There are directions on the side panel that you can use to step through each equation. If you need additional directions, see below.
Pause and Reflect
An equation of the form ax + b = c, where a, b, and c are numbers and a is not equal to 0, is called a two-step equation.
Why do you think these equations are called two-step equations?
How would you solve an equation like 3x − 5 = 10, where b is a negative number?
2. 2x + 3 = 9
3. 4x + 1 = 9
Using Cups and Counters to Solve Equations
In the last section, you used a balance scale model to set up and solve two-step equations. In this section, you will use a different model composed of cups and counters.
For the cups and counters model, a cup represents the variable, usually x, and counters are used to represent numbers.
Consider the equation 3x + 4 = 13. This equation can be modeled with cups and counters with 3 cups and 4 positive unit counters on the left side of an equal sign and 13 positive counters on the right side of an equal sign.
Use the interactive below to see how Sandy used cups and counters to solve this equation.
Pause and Reflect
- When you are dividing counters evenly among the cups, what do you do if there is a counter left over?
- If you have negative counters instead of positive counters, what action do you need to take instead of removing counters from both sides of the model?
For questions 1–3, use the cups and counters model to determine the value of x.
1. 3x + 2 = 17
2. 2x + 1 = 13
3. 4x + 1 = 10
Using Algebra Tiles to Solve Equations
So far in this lesson, you have seen two models for solving equations: a balance scale and cups and counters. In this section, you will use and investigate a third model, algebra tiles.
For algebra tiles, a rectangle represents the variable, usually x, and squares are used to represent numbers.
Consider the equation 2x − 3 = 5. This equation can be modeled with algebra tiles using 2 green rectangles (positive x-tiles) and 3 red squares (negative unit tiles) on the left side of the equal sign and 5 yellow squares (positive unit tiles) on the right side.
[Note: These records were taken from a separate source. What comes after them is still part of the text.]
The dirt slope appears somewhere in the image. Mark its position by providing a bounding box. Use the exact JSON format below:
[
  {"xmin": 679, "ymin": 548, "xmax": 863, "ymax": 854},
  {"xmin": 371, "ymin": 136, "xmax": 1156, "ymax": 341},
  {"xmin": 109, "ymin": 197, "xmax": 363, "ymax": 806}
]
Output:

Watch this equation being solved using the algebra tile model.
On your own, use the interactive linked to the image below to set up and solve equations with algebra tiles.
- Click the "New Equation" button, the piece of paper in the yellow panel, to generate a two-step equation of the form ax + b = c.
- Use the tools to set up the equation, and click the Check tool to check your model.
- Once you have the correct setup, use zero pairs and remove tiles as necessary to solve the equation.
- Type your solution into the text box, and click the Check tool to check your answer.
Pause and Reflect
- How does the algebra tile model allow you to better visualize the concept of zero pairs?
- How does the algebra tile model compare to the cups and counter model or the balance scale model?
For questions 1–3, use the algebra tile model to determine the value of x.
1. 4x − 5 = 15
2. 2x + 7 = 3
3. 3x − 5 = 4
In this lesson, you used three different models to represent and solve equations.
Model 1: Balance Scale
The balance scale model uses the metaphor of a balance scale in order to represent the expressions on each side of an equation. Because the expressions must have equivalent values, the scale must be balanced. Any changes made to one expression must also be made to the other in order to preserve balance.
Model 2: Cups and Counters
The cups and counters model uses cups to represent the variable and counters to represent numbers. Counters can be manipulatives such as color tiles, two-color counters, or objects such as beans. When solving equations using the cups and counters model, the goal is to determine the number of counters that go inside the cup in order to make the equation true.
Model 3: Algebra Tiles
The algebra tile model uses squares to represent numbers (units) and rectangles to represent variables (x). Green or yellow tiles are positive, and red tiles are negative. The algebra tile model allows you to visualize using zero pairs to solve equations and leads to the idea of using inverse operations to solve equations, which you will learn about in a future lesson.